I don't know the answer for your first question.

For your question #2

What do you mean by "new distribution"?

From yoctoproject you are able to use layers. You will need only poky layer (that will give you some tools like bitbake, and some basic apps, like ssh/busybox) and your BSP layer, for the imx case, it's meta-fsl-arm.

meta-fsl-arm will give you the board support packages, the packages that will bring your board to life (at the end, imx6 is a cortex A9 chip, but it does not tell you what u-boot to use for imx6 sabre lite, does it?), and accelerate it, for example, the VPU and GPU packages that are only for imx6.

besides that you have your custom application. It's not for board support, it's your own app. So, it should not be placed inside meta-fsl-arm.

We've been using meta-fsl-demos for placing the custom applications (like glcubes-demo https://github.com/Freescale/meta-fsl-demos/tree/master/recipes-graphics/glcubes-demo) and custom "demo" images (like fsl-image-test https://github.com/Freescale/meta-fsl-demos/blob/master/recipes-fsl/images/fsl-image-test.bb)

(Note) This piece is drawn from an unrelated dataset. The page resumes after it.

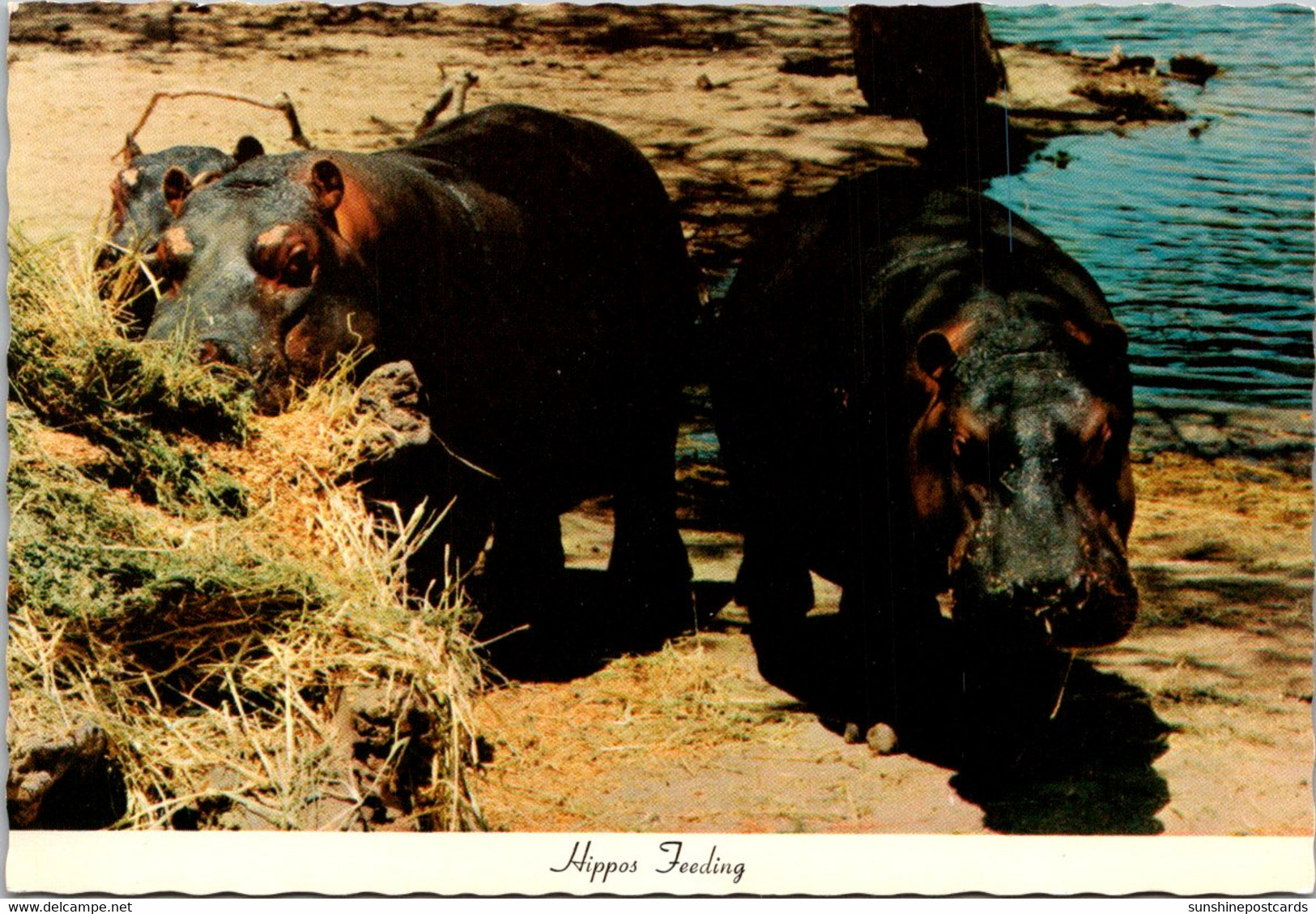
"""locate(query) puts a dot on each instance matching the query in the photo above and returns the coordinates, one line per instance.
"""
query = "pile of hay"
(207, 627)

Yocto is able to deal with layers, so you can add a lot of other layers on your project (like meta-browser). And you are able to create any additional layer for you, and IMHO, it's a personal decision.

For imx6 sabre lite you have the BSP inside meta-fsl-arm-extras, so you don't need to deal with BSP on any other layer.

But, if you have your custom board, you can choose if you want to upstream your board or keep it only on your PC.

I'm not sure if I understood completely your question. Please, let me know if I missed any point.